Ketua Aliansi Jurnalis Independen (AJI) Yogyakarta Tommy Apriando (IDN Times/Pito Agustin Rudiana)
Melakukan advokasi terhadap persma yang tengah bermasalah telah dilakukan organisasi jurnalis, Aliansi Jurnalis Independen (AJI) sejak lama. Setidaknya AJI Yogyakarta telah melakukan pendampingan sejak empat tahun lalu. Meskipun AJI merupakan organisasi jurnalis yang berisi jurnalis-jurnalis yang bekerja di pers-pers umum.
“Persma juga melakukan kerja-kerja jurnalistik seperti pers umum lainnya meskipun tak di bawah perusahaan media,” kata Ketua AJI Yogyakarta Periode 2019-2022 Tommy saat ditemui IDN Times di Wizh Hotel, Yogyakarta, Sabtu (31/8).

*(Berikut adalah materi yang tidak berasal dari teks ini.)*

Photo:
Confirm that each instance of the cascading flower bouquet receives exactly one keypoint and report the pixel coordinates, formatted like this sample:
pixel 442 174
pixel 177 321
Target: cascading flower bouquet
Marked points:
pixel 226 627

Bahkan dalam Kongres Nasional AJI pada 2017 lalu di Surakarta memberi kesempatan jurnalis kampus bisa menjadi anggota AJI. Namun di mata UU Pers, persma tak masuk kriteria pers umum. Dalam proses advokasi mengandalkan UU Hak Asasi Manusia dan konstitusi UUD 1945 yang melindungi kebebasan berekspresi, berserikat dan berkumpul.
“Dan kampus mestinya yang memberi perlindungan persma sebagai bentuk kebebasan akademik. Tapi entah mengapa budaya kampus dan birokrasinya tak paham,” kata Tommy.
Ia mencontohkan, birokrat kampus menginginkan citra kampus menjadi besar. Ketika persma menyampaikan kritikan dengan maksud agar kampus memperbaikinya, kampus justru berasumsi kritikan itu akan memperburuk citra, menurunkan akreditasi kampus.
“Citra kampus dianggap bagus kalau unit kegiatan mahasiswa maupun mahasiswa menang lomba ini itu,” kata Tommy.
Bentuk-bentuk advokasi yang diberikan AJI Yogyakarta sebatas ini baru memberikan pendampingan dan audiensi untuk merampungkan masalah dengan birokrat kampus. Mengingat dari sisi regulasi, UU Pers tak semudah membalikkan telapak tangan untuk direvisi dalam waktu dekat agar bisa mengakomodir persma.
AJI Yogyakarta juga berkeinginan membekali persma dengan peningkatan kapasitas dan penguatan standar etik moral dalam melakukan peliputan.
“Kalau membela persma dan mereka melakukan standar jurnalistik yang baik, narasi pembelaannya lebih mudah,” kata Tommy.
Selain itu juga mengumpulkan dan mengundang birokrat kampus untuk menanamkan pemahaman tentang edukasi kebebasan berekspresi dan berpendapat. Diakui Tommy, ada sejumlah kendala yang tak menutup kemungkinan dihadapi. Seperti kesulitan berkomunikasi dengan birokrat kampus yang berpola pikir ortodoks. Akibatnya sulit memahami peran persma yang juga berperan sebagai watchdog. Dampaknya, birokrat kampus melakukan intervensi dan tekanan kepada persma.
Di sisi lain, ada pula birokrat kampus yang terbuka dan mempunyai kesadaran untuk melakukan perlindungan kepada persma.
“Ada yang mau meminta maaf, meskipun hanya untuk menjaga imej. Tapi itu awalan yang baik,” kata Tommy.